Uma perspectiva do Eneagrama de Riso e Hudson

Quando se faz referência ao Eneagrama, de um modo geral menciona-se o seu uso mais comum, que é (grosso modo) o de um sistema de classificação de tipos de personalidade. E, embora entenda que as suas origens vão muito além disso, é exatamente dessa parte que pretendo tratar aqui. Basicamente, meu objetivo é demonstrar um pouco que, desde que não se encare essa ferramenta como a solução para todas as questões da humanidade, é perfeitamente possível encontrar nela um excelente caminho de autoconhecimento e transformação.

Dito isso, considero importante ressaltar que minhas principais referências são Don Richard Riso e Russ Hudson. Em primeiro lugar, porque, embora não acredite que eles sejam necessariamente melhores do que outros autores, são aqueles com os quais estou mais familiarizado. E também porque, como eles mesmos ressaltam, não existe “o” Eneagrama, mas sim diferentes interpretações a respeito, já que se trata de uma ferramenta não só relativamente recente, mas também bastante dinâmica.

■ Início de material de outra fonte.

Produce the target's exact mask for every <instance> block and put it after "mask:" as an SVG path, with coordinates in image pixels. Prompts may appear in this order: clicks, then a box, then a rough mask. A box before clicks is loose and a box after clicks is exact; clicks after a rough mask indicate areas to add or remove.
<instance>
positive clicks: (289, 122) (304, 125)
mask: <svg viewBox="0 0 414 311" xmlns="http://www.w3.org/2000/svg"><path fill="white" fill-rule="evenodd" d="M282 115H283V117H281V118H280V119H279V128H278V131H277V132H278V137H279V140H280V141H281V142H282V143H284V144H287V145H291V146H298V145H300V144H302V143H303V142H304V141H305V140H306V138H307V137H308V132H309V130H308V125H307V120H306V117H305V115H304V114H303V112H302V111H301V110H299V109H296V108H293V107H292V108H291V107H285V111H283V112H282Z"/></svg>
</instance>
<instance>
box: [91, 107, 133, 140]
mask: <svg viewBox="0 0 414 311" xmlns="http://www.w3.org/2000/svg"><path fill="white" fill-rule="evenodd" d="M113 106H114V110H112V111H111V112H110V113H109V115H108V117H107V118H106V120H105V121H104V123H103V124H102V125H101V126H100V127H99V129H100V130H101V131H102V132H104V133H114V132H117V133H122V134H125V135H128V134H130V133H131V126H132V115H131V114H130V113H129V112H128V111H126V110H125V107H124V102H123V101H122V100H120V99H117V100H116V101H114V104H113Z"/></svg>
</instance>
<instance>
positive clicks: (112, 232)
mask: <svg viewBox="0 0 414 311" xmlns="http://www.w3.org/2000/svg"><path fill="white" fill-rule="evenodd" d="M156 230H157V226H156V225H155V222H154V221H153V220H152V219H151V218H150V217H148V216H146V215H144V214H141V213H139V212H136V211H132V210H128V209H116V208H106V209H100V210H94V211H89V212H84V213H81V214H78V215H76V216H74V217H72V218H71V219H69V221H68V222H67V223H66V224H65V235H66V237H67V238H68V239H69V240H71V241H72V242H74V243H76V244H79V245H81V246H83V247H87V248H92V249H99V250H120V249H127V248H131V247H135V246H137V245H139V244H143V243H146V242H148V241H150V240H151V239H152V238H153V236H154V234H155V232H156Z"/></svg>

Quando falo em Riso e Hudson, tenho em mente principalmente o livro A Sabedoria do Eneagrama. É deste livro que falo quando menciono no e-mail de boas vindas o impacto que foi ter conhecido esses dois autores. Assim, destaco aqui apenas algumas das lições que considero incrivelmente valiosas, e pelas quais só tenho a agradecer.

Existem diferentes formas de ser egocêntrico

Somos frequentemente condicionados a pensar que ser egocêntrico é meramente agir pensando-se nos próprios interesses, ignorando o que as outras pessoas sentem e pensam. No entanto, como o Eneagrama demonstra, manifestações típicas de humildade e altruísmo, como querer ajudar aos demais, e até mesmo não querer chamar a atenção, também podem ser formas de egocentrismo. Tudo depende muito mais da intenção (consciente ou não) que se coloca por trás de cada ação.

O que serve pra uma pessoa pode não servir pra outra

Isso é algo que é apontado logo no prefácio do livro citado. Um dos grandes desafios nessa jornada de crescimento é que, como diferentes pessoas apresentam diferentes padrões de comportamento, é extremamente delicado querer dar qualquer tipo de recomendação genérica a alguém. De fato, se houvesse uma sequência de diretrizes claras que pudesse ser aplicada por qualquer um em qualquer momento da sua vida, sequer haveria necessidade de diferenciar uma pessoa da outra.

Não existe tipo necessariamente mais compatível com outro

Esse é um ponto que enfatiza a importância de se buscar um desenvolvimento saudável do ego. Para saber se um tipo “combina” com outro, embora ajude conhecer coisas como tipo principal, subtipo, asas etc., o mais importante, de longe, é o grau de maturidade de cada um dos envolvidos. É isso que, a meu ver, melhor caracteriza e diferencia essa ferramenta de outras formas de classificação de personalidade, que tendem a ser mais estáticas. O que me leva ao meu último ponto:

Para onde você vai é tão importante quanto onde você está

Sei que o comentário que vou fazer a seguir talvez seja fruto da minha ignorância, mas não vi em outros sistemas de classificação de personalidade (sejam eles esotéricos ou não), muita coisa para além de uma análise descritiva das características de cada tipo, e uma ou outra recomendação básica. Riso e Hudson, no entanto, mostram claramente que o seu tipo, se encarado mais como um ponto de partida do que qualquer outra coisa, pode te levar a um caminho de crescimento incrivelmente profundo. Isso é conseguido através da análise dos movimentos das flechas, e também dos níveis de desenvolvimento (dando ao Eneagrama a sua “dimensão vertical”, como diz Ken Wilber).

E então?

Não quero deixar esse texto muito mais extenso do que já é, mas pra quem tem interesse não faltam boas fontes na internet tanto em inglês quanto em português, inclusive disponibilizando testes gratuitos. O que mais quero mesmo é ressaltar novamente que, se tivermos em mente que estamos falando de um modelo de entendimento da realidade, podemos aceitar muito melhor as limitações dessa ferramenta, e saber a hora de termos mais autonomia nas nossas decisões. Afinal, como se diz, o mapa não é (nem de longe) o território.